After the deadly shooting in Parkland, Florida that took 17 lives, Dallas Mayor Pro Tem Dwaine Caraway decided to take a stand agains the NRA.
And now he’s receiving death threats.
Dwaine Caraway spoke with TMZ to detail his issues and spoke on the scary resopnses he’s received from those “influenced” by the NRA following his call for the NRA to move their convention.
“It’s a tough deal now, don’t think that they’re happy with me,” Caraway said. “Don’t think that I’m not getting threatening emails and all types of things.”
“Have you had death threats?” asked TMZ‘s Harvey Levin.
“Oh, man, come on,” he responded in a matter-of-fact way. “You should hear some of the stuff [they say]. But it’s okay. My mission: everybody get to the table as citizens. The thing that needs to happen for America is to sit down, look at some rules and laws that’s been on the books for more than 200 years and tweak them for today’s society and today’s generation.”
Caraway, who believes in the second amendment, says he owns guns himself but believes that it’s time everyone came together after the massacre in Florda.
Nikolas Cruz, a former student at Marjory Stoneman High School, opened fire on teachers and classmates last week killing 17 and injuring 23. According to NBC News, Cruz has been charged with 17 counts of premeditated murder and is looking to plead guilty in exchange for a sentence of life without parole.
“A child’s life is worth more than a hundred million dollars,” Dwain Caraway said in the interview. “It’s not the money we’re dealing with now—it’s the future of these kids. Those kids in Florida—guess what, those that are the survivors, they have to live with this mental anguish of bullets crossing their heads, and screaming for their lives, the rest of their lives. Sometimes you have to take on Goliath just to begin the conversation.”
The NRA responds
Dwaine Caraway said the NRA event scheduled for May 3-6 is inappropriate in light of the recent school shooting, according to the Dallas Morning News.
The NRA has been largely criticized after the Parkland massacre by critics who say the gun-rights group is padding the pockets of lawmakers in Washington and keeping them from passing measures that could curb gun violence.
The NRA responded swiftly to Caraway’s request.

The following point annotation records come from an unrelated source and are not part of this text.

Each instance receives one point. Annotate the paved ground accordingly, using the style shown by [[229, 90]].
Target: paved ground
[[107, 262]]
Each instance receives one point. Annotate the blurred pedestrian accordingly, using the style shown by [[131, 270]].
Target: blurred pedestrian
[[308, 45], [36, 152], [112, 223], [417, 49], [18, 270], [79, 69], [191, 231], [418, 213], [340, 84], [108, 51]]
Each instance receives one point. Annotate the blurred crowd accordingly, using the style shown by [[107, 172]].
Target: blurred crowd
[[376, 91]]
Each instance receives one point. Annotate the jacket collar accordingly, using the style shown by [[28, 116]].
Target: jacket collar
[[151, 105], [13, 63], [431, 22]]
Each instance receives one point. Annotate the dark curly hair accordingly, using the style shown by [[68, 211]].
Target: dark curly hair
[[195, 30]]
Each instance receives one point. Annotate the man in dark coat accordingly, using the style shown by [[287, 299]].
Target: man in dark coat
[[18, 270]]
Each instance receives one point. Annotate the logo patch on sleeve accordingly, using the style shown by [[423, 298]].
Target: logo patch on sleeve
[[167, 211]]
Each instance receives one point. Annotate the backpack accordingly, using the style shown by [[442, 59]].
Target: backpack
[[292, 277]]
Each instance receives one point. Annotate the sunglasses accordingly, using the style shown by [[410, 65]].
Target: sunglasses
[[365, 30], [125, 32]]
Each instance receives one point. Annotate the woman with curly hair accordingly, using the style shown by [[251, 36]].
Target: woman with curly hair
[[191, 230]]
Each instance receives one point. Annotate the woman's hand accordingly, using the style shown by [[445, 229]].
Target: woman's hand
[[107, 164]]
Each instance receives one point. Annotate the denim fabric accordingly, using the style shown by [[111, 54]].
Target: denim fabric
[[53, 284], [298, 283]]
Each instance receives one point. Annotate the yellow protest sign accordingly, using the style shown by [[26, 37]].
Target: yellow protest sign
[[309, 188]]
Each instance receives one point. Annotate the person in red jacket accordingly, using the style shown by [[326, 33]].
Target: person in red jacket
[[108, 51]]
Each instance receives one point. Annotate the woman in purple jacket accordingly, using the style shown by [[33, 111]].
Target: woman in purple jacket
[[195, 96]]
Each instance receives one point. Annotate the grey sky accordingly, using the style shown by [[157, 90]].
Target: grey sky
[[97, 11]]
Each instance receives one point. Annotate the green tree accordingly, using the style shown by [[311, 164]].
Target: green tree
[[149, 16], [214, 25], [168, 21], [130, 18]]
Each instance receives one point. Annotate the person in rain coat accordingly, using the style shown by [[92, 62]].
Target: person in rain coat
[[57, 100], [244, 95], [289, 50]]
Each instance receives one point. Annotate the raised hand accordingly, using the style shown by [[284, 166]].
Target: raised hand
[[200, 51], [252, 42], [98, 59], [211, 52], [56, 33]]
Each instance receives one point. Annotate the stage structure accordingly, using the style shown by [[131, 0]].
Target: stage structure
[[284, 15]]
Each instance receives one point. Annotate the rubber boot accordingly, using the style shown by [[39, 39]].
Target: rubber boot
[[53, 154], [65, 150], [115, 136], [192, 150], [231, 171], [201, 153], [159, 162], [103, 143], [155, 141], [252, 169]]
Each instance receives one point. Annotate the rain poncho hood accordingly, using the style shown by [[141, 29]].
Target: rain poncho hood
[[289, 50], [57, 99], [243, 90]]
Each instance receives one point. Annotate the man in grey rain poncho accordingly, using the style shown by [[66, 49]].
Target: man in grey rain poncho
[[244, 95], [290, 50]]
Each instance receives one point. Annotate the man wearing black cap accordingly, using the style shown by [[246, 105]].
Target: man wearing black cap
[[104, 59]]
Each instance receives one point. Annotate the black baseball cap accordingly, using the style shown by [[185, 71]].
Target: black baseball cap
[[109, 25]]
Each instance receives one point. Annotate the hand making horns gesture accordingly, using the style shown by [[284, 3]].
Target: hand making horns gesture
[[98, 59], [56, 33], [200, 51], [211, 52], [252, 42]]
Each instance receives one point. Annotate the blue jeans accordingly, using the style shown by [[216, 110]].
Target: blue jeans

Andrew Arulanandam, the NRA’s managing director of public affairs, told News 8 the group is ready to return to Texas for the first time since they hosted their annual convention in Houston in 2013.
“No politician anywhere can tell the NRA not to come to their city,” Arulanandam said. “We are already there. Dallas, like every American city and community, is populated by NRA members. Our members work in fire stations and police departments. They save lives in local hospitals and own businesses in communities urban and rural throughout this country.”
Looking for change
The NRA convention, scheduled to be held at the Kay Bailey Hutchinson Convention Center, will reportedly include firearms displays and exhibits. The NRA’s national elected officials will also participate in leadership meetings. According to the NRA website, ammunition sales are permitted, but on-site firearm sales are not.
In a written statement, Dwaine Caraway said it’s “time to put the heat on the NRA.” He followed up his written comments with a news conference outside City Hall in which he decried high-powered civilian-owned weapons and gun violence in Dallas, referencing both the 1963 Kennedy assassination and the deadly July 7, 2016, ambush on police.
Dallas Morning News columnist Robert Wilonsky wrote:
City Hall said Monday that the NRA’s taking most of the convention center that first weekend in May — pretty much everything except the old Memorial Auditorium, Ballroom A and some meeting rooms. The rent would normally come to $410,618.
But according to numbers provided Monday, the city is giving the NRA a $22,840 discount. VisitDallas, the city’s tourism bureau, will pick up the rest of the tab, worth upward of $387,000.
According to the Dallas Morning News, Dwaine Caraway said asking the NRA to reconsider was “a tough call” but would put the city’s residents first. He said the NRA’s draw to the city would lead to demonstrations and that the organization needs to “come to the table” and be part of a solution.